After Hunt and his team organized for Kathy Manning in District 13 last year, 80% of the City of Greensboro turned out, but the rural counties decided the election, he said.

“Our community, there are so many things that have gone wrong that I don’t really know if there’s a way out other than God intervenes,” Hunt said. “Because when you talk to everyday black folks, brown folks, the enthusiasm and the perception is not there. We continue to work, we continue to organize.”

“Divine Intervention”

Hunt hopes for “divine intervention” to rally young people of color to vote.
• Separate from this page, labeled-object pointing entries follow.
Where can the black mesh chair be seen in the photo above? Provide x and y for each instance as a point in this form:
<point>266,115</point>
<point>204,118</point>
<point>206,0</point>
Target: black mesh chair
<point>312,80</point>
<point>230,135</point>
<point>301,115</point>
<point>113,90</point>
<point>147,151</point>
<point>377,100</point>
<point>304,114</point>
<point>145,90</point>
Hunt hopes for “divine intervention” to rally young people of color to vote.

“We are in a crisis.”

Students like Mackeyla Davis Urbina are helping to mobilize young black voters. The freshman at St. Augustine’s University in Raleigh helped organize her university’s March to the Polls on Super Tuesday, where over 100 students fell in line behind the marching band and made a quarter mile walk to their polling place on Tarboro Street.

“We are not the 1%, we are the ones that get affected by everything,” Urbina said. “Getting students involved at an early age and just letting it grow with us is really important.”

Urbina is like many civic leaders who have been looking for ways to increase the rate at which young people of color vote. While turnout among college students was up 3% in the 2016 election, turnout among students at historically black colleges plummeted, down 10% from the 2012 race. African-Americans as a whole voted 5.3% less than they did in 2012, according to a report from Tufts University.

Paul Norman, director of the first-year experience at Saint Augustine’s, said people have made sacrifices for students of color to be in the position to vote.

“We will not sit here and cry spilled milk if our candidate is not elected,” Norman said. “We have to do what we’ve got to make the vote count.”